Thu Feb 20 02:50:00 UTC 2025: ## Yale Law Student Debunks Claim that Children of Illegal Immigrants Lack Birthright Citizenship
**Chicago, IL** – A second-year Yale Law student, Samarth Desai, has challenged a recent claim by prominent law professors Randy Barnett and Ilan Wurman that children born in the U.S. to undocumented immigrants are not birthright citizens. Desai’s argument, supported by Northwestern law professor Steven Calabresi, centers on the historical context of the 14th Amendment, specifically focusing on debates surrounding citizenship for children of Confederate rebels during Reconstruction.

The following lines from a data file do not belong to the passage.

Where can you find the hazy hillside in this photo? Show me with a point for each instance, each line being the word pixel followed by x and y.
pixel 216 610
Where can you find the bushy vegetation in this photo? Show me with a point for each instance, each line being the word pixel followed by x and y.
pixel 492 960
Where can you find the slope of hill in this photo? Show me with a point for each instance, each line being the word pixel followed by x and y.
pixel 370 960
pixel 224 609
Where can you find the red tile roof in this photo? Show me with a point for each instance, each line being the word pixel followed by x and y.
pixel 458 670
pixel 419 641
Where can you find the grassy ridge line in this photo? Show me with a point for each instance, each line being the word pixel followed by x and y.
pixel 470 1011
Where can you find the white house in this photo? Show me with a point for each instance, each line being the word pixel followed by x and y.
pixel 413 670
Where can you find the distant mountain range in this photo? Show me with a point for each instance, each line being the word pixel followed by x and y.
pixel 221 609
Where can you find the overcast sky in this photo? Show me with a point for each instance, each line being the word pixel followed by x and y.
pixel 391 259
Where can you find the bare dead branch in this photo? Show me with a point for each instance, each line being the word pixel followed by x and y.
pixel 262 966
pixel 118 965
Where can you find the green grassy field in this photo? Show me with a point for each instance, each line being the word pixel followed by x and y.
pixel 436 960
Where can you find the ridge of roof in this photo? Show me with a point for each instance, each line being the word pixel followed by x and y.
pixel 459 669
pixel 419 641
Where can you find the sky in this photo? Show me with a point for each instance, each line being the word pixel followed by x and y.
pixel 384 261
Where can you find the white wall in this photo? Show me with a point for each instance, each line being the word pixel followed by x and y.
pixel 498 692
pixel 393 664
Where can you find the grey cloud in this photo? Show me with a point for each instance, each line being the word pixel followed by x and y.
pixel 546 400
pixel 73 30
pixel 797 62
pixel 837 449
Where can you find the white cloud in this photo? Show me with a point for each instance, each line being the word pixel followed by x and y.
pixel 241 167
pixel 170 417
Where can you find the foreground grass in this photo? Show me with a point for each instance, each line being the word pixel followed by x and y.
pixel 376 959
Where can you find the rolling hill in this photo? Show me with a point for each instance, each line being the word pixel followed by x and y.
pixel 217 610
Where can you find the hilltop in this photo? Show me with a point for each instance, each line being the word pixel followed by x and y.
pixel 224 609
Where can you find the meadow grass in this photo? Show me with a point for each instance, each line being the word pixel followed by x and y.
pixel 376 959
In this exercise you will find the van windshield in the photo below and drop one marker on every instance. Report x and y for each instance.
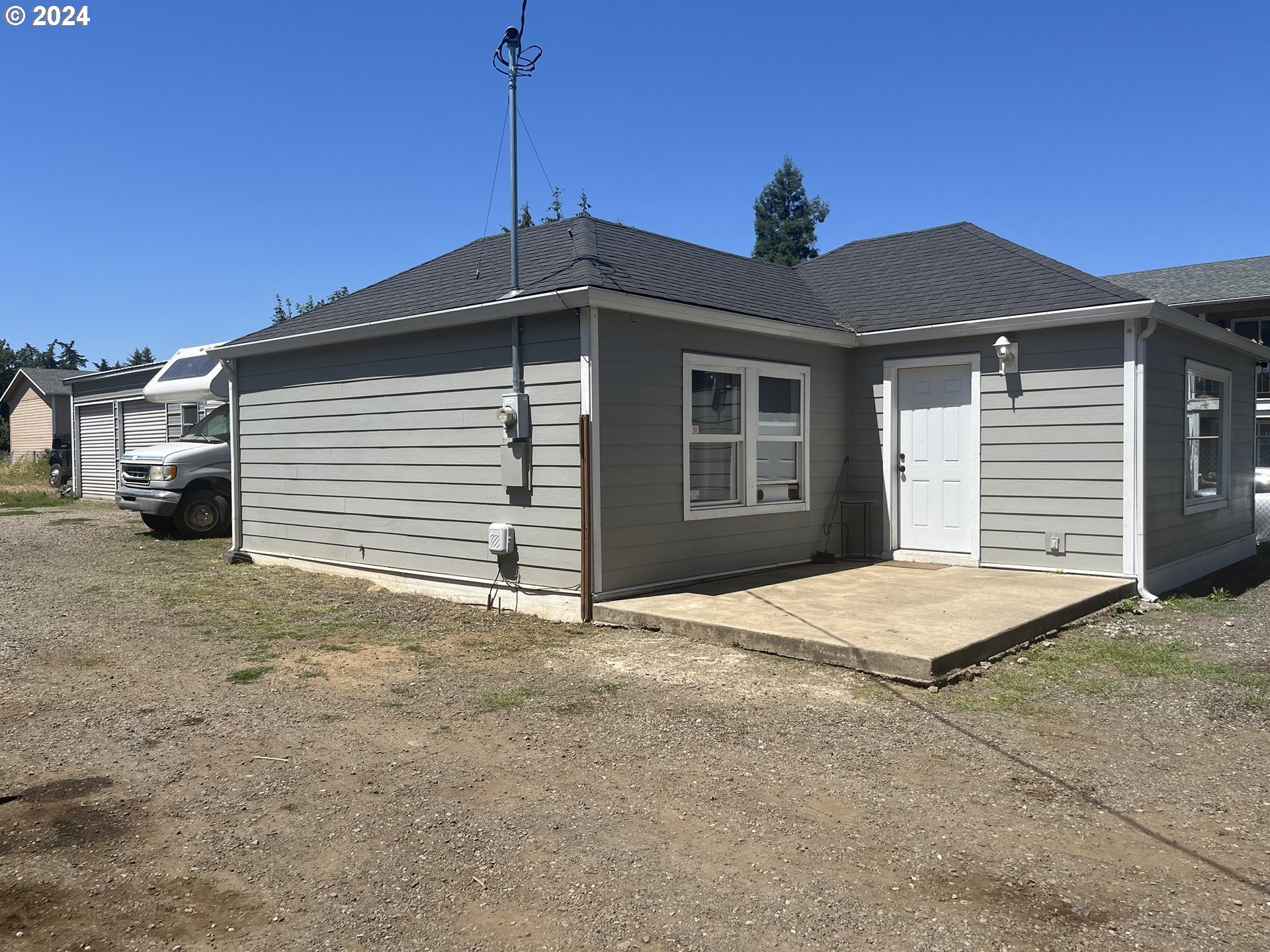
(214, 428)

Barnett and Wurman argue that birthright citizenship hinges on allegiance, asserting that the parents’ illegal entry negates any such allegiance. Desai counters this “allegiance-as-obedience” theory by pointing to the 1867 congressional debate over stripping Confederate rebels of their citizenship. Despite their treasonous acts, Congress ultimately rejected proposals to revoke their citizenship, demonstrating that obedience wasn’t a prerequisite for birthright citizenship. Key figures like Congressman John Bingham explicitly argued that even rebellious acts did not remove one’s status as a citizen subject to U.S. jurisdiction.

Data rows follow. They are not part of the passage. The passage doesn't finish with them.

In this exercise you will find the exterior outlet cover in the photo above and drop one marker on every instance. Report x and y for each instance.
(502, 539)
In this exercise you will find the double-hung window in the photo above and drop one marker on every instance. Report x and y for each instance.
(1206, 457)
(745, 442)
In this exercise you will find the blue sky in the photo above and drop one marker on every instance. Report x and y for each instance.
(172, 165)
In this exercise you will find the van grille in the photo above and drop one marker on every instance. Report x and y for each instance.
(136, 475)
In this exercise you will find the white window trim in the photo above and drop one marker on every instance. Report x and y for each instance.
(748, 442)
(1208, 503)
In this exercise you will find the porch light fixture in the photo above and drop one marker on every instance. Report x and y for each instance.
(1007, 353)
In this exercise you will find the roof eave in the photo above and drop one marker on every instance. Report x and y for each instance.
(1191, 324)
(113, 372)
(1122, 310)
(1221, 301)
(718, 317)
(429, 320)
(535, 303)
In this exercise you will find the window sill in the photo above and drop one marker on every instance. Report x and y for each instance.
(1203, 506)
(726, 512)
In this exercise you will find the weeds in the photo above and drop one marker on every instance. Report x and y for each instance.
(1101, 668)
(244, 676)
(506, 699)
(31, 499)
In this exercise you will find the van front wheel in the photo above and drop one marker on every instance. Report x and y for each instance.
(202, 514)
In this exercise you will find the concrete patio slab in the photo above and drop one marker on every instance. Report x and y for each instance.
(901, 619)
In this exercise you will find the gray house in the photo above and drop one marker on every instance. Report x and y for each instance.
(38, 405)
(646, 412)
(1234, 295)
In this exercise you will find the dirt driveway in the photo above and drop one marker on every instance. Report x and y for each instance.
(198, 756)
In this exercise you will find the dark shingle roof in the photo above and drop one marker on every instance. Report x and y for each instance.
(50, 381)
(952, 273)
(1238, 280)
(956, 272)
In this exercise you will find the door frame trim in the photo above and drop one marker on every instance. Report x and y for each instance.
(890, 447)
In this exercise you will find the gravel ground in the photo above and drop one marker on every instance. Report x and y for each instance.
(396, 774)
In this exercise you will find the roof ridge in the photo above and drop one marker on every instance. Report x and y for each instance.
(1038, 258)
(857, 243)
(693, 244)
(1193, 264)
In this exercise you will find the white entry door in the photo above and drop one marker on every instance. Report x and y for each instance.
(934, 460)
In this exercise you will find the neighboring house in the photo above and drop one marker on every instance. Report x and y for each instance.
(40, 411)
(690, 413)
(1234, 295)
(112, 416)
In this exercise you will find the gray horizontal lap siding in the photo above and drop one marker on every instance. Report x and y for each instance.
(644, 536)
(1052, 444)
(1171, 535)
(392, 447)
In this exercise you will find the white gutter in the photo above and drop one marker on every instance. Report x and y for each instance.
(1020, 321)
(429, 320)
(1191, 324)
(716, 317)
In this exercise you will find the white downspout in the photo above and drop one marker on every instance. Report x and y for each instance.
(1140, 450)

Desai’s analysis highlights the hypocrisy of applying a stricter standard to undocumented immigrants than to Confederate rebels, arguing that if the latter retained citizenship despite rebellion, then the children of undocumented immigrants, who are legally innocent, should undeniably possess birthright citizenship. The historical precedent, Desai and Calabresi contend, soundly refutes the argument that parental actions can negate a child’s birthright citizenship. The debate underscores the ongoing legal and political complexities surrounding birthright citizenship in the United States.